Zu Letzterem ist plausibel, daß er sich (über eine geringere Schärfentiefe und ein weicheres Bokeh) eine bessere Freistellung vom Hintergrund gewünscht hätte. Dies hätte den bereits vorhandenen atmosphärischen Qualitäten des Bildes gewiß noch Auftrieb gegeben. Andererseits war er sehr weit weg vom Protagonisten, wie wir an der faktischen Brennweite von 420 mm erkennen. Ein solches Heranzoomen führt immer zu einem ‚Verkürzungs- und Verdichtungseffekt des Entfernten‘ – weiteres hierzu bei Interesse in meinem Tutorial ‚Schärfentiefe‘, insbesondere die Abschnitte 4 und 5.
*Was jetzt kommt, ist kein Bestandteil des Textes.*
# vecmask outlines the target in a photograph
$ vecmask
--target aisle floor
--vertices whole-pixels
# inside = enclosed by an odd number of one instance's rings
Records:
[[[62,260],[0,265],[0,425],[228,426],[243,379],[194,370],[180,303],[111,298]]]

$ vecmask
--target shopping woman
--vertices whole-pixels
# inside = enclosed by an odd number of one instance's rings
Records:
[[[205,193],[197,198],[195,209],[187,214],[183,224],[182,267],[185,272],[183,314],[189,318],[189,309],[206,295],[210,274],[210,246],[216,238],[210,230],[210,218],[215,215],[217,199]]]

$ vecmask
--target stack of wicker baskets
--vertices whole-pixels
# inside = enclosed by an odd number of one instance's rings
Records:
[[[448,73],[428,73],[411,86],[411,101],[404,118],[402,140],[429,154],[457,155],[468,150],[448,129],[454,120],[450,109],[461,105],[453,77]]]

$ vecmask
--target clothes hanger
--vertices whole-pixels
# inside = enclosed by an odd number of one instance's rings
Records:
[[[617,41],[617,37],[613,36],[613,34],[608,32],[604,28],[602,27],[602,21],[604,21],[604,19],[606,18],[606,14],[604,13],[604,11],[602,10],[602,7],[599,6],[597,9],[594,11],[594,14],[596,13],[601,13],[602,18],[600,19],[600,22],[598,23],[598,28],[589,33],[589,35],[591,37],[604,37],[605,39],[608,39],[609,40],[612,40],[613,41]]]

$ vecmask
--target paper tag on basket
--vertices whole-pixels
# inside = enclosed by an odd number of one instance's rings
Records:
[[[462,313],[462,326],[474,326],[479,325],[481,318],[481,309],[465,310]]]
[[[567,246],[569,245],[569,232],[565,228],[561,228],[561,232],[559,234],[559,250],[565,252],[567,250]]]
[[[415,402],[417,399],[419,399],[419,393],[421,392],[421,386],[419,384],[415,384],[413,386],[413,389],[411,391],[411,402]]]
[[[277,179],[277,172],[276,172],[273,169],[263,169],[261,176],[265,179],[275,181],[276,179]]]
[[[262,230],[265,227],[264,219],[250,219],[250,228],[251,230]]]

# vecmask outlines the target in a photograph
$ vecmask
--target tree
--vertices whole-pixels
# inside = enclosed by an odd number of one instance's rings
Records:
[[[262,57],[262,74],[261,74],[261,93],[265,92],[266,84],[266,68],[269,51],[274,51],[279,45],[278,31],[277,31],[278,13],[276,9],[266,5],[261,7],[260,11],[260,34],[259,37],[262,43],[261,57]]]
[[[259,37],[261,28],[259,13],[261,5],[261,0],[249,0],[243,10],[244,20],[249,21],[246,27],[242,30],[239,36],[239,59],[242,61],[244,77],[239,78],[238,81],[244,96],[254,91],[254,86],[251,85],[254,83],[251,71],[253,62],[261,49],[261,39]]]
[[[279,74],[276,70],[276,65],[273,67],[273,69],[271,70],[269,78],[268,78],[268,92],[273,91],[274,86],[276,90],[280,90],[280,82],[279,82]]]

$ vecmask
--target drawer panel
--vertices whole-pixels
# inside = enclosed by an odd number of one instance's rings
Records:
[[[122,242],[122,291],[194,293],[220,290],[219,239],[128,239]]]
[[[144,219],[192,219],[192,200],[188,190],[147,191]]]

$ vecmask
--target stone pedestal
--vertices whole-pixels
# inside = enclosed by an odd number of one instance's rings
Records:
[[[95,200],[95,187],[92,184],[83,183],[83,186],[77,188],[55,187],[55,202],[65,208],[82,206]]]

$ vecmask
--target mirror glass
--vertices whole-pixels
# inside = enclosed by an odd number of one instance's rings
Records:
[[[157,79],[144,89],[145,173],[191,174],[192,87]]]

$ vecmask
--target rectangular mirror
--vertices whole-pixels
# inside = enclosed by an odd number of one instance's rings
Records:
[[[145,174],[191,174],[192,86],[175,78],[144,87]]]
Ein näheres Herangehen, so die Situation dies erlaubte, wäre also ein probates Mittel gewesen …

Bildteil:

Komposition: Grundelemente

Komposition: Blickführung

Tonwerte: Histogramm und Zonenverteilung


Anmerkung der Redaktion: Thomas Brotzler arbeitet nicht mehr aktiv für fokussiert.com, aber er hat einige fertige Kritiken hinterlassen. Die möchten wir Euch nicht vorenthalten; eine Diskussion kann jedenfalls entstehen, und Thomas ist als Gast immer wieder zugegen.